- Richard Berry Jr. House
- U.S. National Register of Historic Places
- Location: On Kentucky Route 438, north of Springfield, Kentucky
- Coordinates: 37°46′10″N 85°13′33″W﻿ / ﻿37.76944°N 85.22583°W
- Architectural style: Log House
- NRHP reference No.: 88003400
- Added to NRHP: February 10, 1989

= Richard Berry Jr. House (Springfield, Kentucky) =

Historic house in Kentucky, United States

The Richard Berry Jr. House is located in Springfield, Kentucky, and has been on the National Register of Historic Places listing in Washington County, Kentucky since 1989.

==Richard and Rachel Berry==
About 1785 Richard Berry Sr. moved to Kentucky from Virginia with his wife, Rachel Shipley. From his will proven on December 4, 1798, Richard and Rachel had seven children: "Joanna, Sarah, Rachel, Richard, Francis, Jane, [and] Edward".

==The house==
The 2 storied log, frame dwelling has a brick chimney, 3 bays and a gabled roof. It was originally located north of Highway 438 about 8 miles from Springfield, Kentucky in Litsey. It was the best example of a log single cell dwelling in the county. The Beechland neighborhood was sometimes called Poortown, which actually was home to successful landowners and the small cabins of people who worked for them.

Richard Berry and his house were described as follows:
Richard Berry was well-to-do, and his double, hewn-log cabin, that fronted the road a short distance from the ford at Beech Fork, was one of the largest houses in Washington County.

==Thomas and Nancy Lincoln marriage==
Thomas Lincoln on June 12, 1806, married Nancy Hanks in the Richard Berry home.

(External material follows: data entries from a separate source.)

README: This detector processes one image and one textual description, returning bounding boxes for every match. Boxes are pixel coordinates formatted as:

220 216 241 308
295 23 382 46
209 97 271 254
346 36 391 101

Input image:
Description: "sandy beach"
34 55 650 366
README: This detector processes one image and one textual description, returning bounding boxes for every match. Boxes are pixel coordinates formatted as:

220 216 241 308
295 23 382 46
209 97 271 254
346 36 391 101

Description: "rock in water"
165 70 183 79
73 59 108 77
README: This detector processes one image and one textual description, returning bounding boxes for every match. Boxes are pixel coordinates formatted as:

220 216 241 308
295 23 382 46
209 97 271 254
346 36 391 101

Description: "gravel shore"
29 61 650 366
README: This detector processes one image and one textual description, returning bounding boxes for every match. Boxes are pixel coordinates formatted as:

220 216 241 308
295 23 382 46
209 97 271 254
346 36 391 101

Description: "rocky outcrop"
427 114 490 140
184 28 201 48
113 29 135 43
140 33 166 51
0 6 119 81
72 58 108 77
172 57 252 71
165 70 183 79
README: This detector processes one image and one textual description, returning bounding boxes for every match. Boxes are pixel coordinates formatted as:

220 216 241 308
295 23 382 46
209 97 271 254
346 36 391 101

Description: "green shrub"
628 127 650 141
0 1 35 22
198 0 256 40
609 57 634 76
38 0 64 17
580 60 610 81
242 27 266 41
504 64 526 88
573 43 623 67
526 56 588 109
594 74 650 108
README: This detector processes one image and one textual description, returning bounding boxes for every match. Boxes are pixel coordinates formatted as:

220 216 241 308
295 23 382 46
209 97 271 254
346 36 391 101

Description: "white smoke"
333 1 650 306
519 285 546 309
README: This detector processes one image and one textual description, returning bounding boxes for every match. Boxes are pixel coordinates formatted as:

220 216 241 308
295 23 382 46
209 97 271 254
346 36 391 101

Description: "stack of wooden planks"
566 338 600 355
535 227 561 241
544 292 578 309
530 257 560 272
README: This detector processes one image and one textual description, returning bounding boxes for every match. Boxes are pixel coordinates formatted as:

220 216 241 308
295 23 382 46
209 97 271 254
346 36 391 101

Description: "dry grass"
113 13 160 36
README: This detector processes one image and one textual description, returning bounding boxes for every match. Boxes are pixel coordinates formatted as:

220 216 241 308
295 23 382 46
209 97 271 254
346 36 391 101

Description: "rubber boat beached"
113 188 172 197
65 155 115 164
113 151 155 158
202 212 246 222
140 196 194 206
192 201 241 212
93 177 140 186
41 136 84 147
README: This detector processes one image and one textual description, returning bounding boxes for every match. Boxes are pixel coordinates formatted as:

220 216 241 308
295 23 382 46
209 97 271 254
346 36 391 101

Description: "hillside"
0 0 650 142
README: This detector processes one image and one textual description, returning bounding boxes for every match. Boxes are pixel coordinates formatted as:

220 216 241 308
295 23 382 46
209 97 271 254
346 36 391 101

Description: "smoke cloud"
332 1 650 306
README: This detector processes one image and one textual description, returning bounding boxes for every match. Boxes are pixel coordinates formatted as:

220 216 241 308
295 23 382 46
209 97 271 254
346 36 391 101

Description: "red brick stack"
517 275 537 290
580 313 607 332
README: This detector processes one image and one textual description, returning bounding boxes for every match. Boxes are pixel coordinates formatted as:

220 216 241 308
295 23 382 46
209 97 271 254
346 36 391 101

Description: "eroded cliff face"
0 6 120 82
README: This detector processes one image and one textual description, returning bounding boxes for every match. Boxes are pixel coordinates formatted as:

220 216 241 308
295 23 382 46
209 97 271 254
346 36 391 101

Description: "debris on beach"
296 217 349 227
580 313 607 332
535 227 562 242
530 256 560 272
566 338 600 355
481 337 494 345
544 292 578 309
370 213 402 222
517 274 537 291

The day after the wedding the Lincolns enjoyed a "luxurious" infare supper of lamb, venison, bear steak, turkey, duck, and a wide range of dishes at the Richard Berry home.

Nancy, an excellent seamstress, worked for Richard Berry Jr. before her marriage. Nancy was brought to the home by her friend Polly Ewing Berry, the wife of Richard Berry Jr. Polly was a friend of Nancys from Mercer County, Kentucky and Richard Berry Jr. was a good friend of Thomas Lincoln. Nancy's marriage bond was signed by Richard Berry Jr. who identified himself as her guardian.

==Francis Berry House==
The Francis Berry house, or Berry House, was originally located about a mile east of its present location in the Lincoln Homestead State Park in Springfield, Kentucky. Francis Berry was a brother to another early settler, Richard Berry. It is one theory that it was this house, the Francis Berry House, where Nancy Hanks was courted by and married to Thomas Lincoln. The couple were the parents of the 16th United States President, Abraham Lincoln.

The home, originally in the Beechland section, and now in the Lincoln Homestead State Park, is furnished with "pioneer relics of the Lincoln Age."